Did you used to work at with motorcycles?! If so I think I dealt with you a couple of years ago with my 123d!


----------



## Matty77

bigmac3161 said:


> The signs are a good idea, i told the receptionist i didn't want mine washed at its 1 year service and she put it on the work sheet. So guess wot it came back washed . And on a baking hot day by the time i got home it was plastered in water marks luckily that was all.


I would have gone ferkin mad!!!! :devil:


----------



## DLGWRX02

I've just emailed the dw don't wash poster


to my mum she has her merc detailed by a professional on a monthly basis and is in better condition now than when she bought it bran new from Mercedes, its going in for a service this week and last year she suffered the same horror stories as a lot of you guys, the detailer went nuts hen he saw what they had done.

quick pic of the merc


----------



## nick3814

Crikey! That's lovely in red, not a colour that usually suits a Merc IMO!

Since buying my Renaultsport Megane new in 2011 I've posted the DW don't wash sign in the windscreen on the 3 times it's been to the dealer, also made a point of having her in freshly washed and detailed condition each time so its obvious she doesn't need a wash.

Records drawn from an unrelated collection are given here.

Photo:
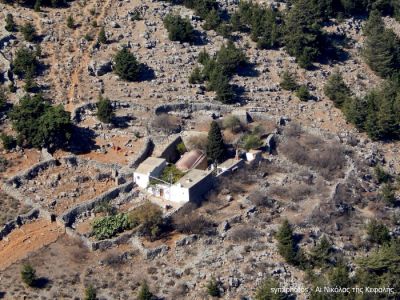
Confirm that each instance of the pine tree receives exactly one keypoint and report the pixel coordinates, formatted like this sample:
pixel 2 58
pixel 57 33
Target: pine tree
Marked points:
pixel 38 4
pixel 28 275
pixel 215 145
pixel 303 33
pixel 105 111
pixel 286 244
pixel 102 36
pixel 266 291
pixel 70 22
pixel 10 24
pixel 144 292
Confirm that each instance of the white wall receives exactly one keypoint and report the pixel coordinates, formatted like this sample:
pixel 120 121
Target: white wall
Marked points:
pixel 142 180
pixel 179 194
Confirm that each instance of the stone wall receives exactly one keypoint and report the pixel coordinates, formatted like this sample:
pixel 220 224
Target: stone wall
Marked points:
pixel 143 154
pixel 20 220
pixel 69 217
pixel 191 107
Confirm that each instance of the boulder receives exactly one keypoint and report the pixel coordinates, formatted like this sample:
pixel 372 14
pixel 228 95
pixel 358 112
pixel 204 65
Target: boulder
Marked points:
pixel 99 68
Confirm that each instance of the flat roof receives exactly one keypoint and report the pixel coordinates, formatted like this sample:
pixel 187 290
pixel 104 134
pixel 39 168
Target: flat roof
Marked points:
pixel 193 177
pixel 229 163
pixel 149 165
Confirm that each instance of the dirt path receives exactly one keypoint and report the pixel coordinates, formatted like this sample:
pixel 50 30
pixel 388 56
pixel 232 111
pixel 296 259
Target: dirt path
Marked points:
pixel 74 90
pixel 26 239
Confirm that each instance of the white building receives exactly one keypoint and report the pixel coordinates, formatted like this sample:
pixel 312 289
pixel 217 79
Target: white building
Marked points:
pixel 191 187
pixel 151 167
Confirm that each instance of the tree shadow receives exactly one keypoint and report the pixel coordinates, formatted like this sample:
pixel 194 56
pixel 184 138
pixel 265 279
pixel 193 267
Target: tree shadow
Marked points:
pixel 146 73
pixel 82 141
pixel 122 121
pixel 199 39
pixel 248 70
pixel 42 282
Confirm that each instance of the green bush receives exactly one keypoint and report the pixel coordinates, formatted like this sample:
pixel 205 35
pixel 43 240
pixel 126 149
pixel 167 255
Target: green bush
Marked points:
pixel 10 24
pixel 286 244
pixel 105 112
pixel 90 293
pixel 3 99
pixel 150 217
pixel 126 65
pixel 265 291
pixel 8 141
pixel 337 90
pixel 303 94
pixel 179 29
pixel 70 22
pixel 29 32
pixel 387 194
pixel 251 141
pixel 171 173
pixel 232 123
pixel 213 288
pixel 378 233
pixel 181 148
pixel 102 36
pixel 381 175
pixel 196 76
pixel 288 82
pixel 28 275
pixel 144 292
pixel 230 58
pixel 25 63
pixel 109 226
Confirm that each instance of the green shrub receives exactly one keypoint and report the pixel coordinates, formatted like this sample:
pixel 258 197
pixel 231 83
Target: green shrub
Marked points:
pixel 265 291
pixel 378 233
pixel 3 99
pixel 288 82
pixel 109 226
pixel 90 293
pixel 181 148
pixel 70 22
pixel 337 90
pixel 196 76
pixel 251 141
pixel 171 174
pixel 144 292
pixel 28 275
pixel 213 288
pixel 232 123
pixel 25 63
pixel 150 217
pixel 8 141
pixel 387 194
pixel 303 94
pixel 102 36
pixel 29 32
pixel 10 24
pixel 126 65
pixel 105 112
pixel 179 29
pixel 381 175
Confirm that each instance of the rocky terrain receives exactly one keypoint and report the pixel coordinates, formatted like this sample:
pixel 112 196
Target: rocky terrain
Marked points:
pixel 322 173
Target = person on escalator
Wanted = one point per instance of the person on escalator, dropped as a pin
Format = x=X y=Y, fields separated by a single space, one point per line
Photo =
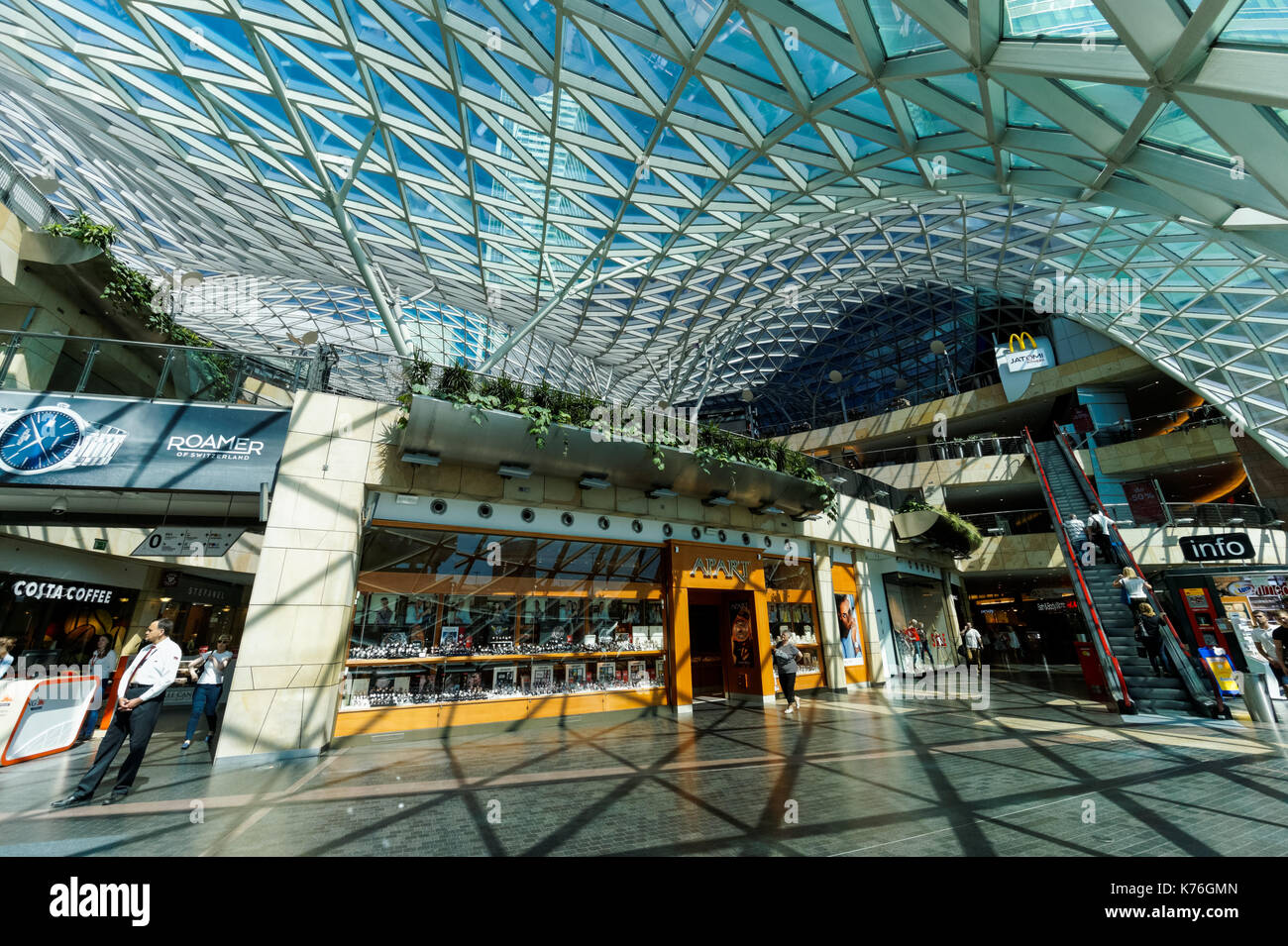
x=1099 y=532
x=1150 y=635
x=1133 y=588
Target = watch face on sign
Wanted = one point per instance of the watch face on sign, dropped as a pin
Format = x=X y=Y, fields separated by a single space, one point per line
x=39 y=441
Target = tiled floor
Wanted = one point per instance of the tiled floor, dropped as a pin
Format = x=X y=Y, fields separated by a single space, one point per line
x=1038 y=773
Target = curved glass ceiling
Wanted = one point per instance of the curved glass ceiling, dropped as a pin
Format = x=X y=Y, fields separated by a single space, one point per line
x=655 y=183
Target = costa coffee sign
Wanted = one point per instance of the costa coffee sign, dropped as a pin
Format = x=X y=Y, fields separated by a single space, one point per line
x=713 y=568
x=55 y=591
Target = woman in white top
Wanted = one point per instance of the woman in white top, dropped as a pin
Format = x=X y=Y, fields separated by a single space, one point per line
x=213 y=665
x=7 y=645
x=102 y=665
x=1133 y=587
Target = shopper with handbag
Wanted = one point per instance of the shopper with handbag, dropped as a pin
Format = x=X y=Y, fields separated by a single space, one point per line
x=209 y=684
x=103 y=666
x=785 y=659
x=1133 y=587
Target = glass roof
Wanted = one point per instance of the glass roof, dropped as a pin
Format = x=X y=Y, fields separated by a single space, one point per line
x=677 y=194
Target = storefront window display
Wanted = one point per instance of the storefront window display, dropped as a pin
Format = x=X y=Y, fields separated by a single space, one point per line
x=849 y=622
x=919 y=623
x=451 y=617
x=790 y=598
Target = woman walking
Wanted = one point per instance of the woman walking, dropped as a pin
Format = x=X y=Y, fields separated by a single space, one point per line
x=1150 y=635
x=785 y=659
x=102 y=665
x=209 y=684
x=1133 y=588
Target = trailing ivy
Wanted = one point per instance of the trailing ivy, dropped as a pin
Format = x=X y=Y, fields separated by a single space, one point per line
x=544 y=407
x=966 y=532
x=133 y=295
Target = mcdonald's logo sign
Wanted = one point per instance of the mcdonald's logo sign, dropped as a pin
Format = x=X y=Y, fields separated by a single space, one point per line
x=1021 y=356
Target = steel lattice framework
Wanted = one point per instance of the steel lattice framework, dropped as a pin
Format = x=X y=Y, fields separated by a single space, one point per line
x=681 y=190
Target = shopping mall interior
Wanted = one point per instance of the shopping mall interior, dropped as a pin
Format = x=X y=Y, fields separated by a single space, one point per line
x=536 y=394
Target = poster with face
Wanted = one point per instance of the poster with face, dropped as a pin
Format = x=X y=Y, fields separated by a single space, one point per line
x=741 y=632
x=849 y=626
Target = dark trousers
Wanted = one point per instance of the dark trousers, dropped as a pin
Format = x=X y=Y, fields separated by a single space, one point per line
x=789 y=683
x=137 y=725
x=204 y=700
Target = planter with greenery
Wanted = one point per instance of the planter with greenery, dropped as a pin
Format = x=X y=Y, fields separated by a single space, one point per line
x=546 y=409
x=133 y=295
x=919 y=519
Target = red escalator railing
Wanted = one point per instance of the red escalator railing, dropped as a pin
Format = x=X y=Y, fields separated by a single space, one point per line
x=1158 y=607
x=1077 y=571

Spoke to the service staff face to face too and they write all over the work sheet "do not wash" I think they thought I was funny the first time I told them but they're use to me now :lol:

Will be doing exactly the same next year when the liquid yellow Renaultsport Twingo goes in 

I wouldn't care I still sit and watch the whole service carried out through their viewing booth whilst drinking their coffee :lol:

Love my motors so much.......


----------